Flagrant infraction,
released in 1971, is rightly considered one of the best albums ever recorded by Johnny Hallyday.
Two years after the very good
River, open your bed
, the singer returned to the Olympic studios in London with a fantastic team: Mick Jones, future founder of the group Foreigner, on guitar, Tommy Brown on drums and Gary Wright on guitar. organ.
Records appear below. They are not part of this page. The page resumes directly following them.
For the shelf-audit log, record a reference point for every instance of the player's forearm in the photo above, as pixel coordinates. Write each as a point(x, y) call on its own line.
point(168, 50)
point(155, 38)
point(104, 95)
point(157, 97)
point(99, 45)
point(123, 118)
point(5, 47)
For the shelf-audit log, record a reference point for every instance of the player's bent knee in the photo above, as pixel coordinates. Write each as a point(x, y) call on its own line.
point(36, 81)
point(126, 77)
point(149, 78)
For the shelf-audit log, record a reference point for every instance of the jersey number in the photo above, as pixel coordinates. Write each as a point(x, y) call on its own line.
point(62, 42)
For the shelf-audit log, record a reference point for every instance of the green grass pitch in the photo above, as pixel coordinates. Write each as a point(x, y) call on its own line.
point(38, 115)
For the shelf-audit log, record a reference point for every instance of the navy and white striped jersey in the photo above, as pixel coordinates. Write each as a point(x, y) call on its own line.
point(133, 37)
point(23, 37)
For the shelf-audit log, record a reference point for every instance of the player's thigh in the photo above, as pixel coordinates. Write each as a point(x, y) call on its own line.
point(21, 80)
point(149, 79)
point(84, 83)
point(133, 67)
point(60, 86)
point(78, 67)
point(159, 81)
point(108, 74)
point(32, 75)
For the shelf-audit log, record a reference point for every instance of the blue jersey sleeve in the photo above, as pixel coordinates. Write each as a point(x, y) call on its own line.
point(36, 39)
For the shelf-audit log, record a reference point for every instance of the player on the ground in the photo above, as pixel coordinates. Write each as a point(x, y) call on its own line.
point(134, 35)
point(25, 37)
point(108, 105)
The man also took with him the lyricist Philippe Labro, who had written Jesus Christ for him a year earlier and will be responsible for writing all the lyrics for the album.
Among these, a hit,
Oh my pretty Sarah!
and an adaptation of
Creedence Clearwater Revival's
Fortunate Son ,
Son of Nobody
, which would become a mainstay of the idol's stage repertoire.
In addition to the ten songs recorded during these sessions, which Labro described as hectic, under the leadership of Lee Halliday, two other titles were recorded.
Rest
and
Waterloo
, unreleased, will be present on the reissue of the album, which is scheduled for release on February 23, and which will contain the original album, a disc of unreleased studio sessions and two live discs.
Napoleon and a love ballad
But these two new tracks will be available on streaming platforms from Friday February 16.
Rest
is a curiosity: a beautiful ballad featuring an acoustic guitar arpeggio and a piano part in the verses and an electric guitar with country accents then an organ in the choruses.
This is the only ballad to survive from the sessions, which undoubtedly explains its absence from the tracklisting of the album released in 1971. Johnny Hallyday perfectly interprets this loving lament in which the narrator begs the object of his love to remain near him.
A real little nugget that doesn't stand out in Johnny's discography.
Waterloo
is more of an epic fresco.
Is the proximity of the metro station celebrating the Napoleonic debacle of 1815 the origin of this text?
“Near a village in Brabant / It was the last ambush”
Johnny sings to music that is close to the progressive rock of the time.
The somewhat heavy instrumentation (horn, strings) and the grandiloquent text do not produce great results.
We are not far from the tone of Hamlet, which would be released five years later and would be the singer's greatest failure.
This song, which was unpublished for more than fifty years, would perhaps have benefited from remaining so, but it will delight completists.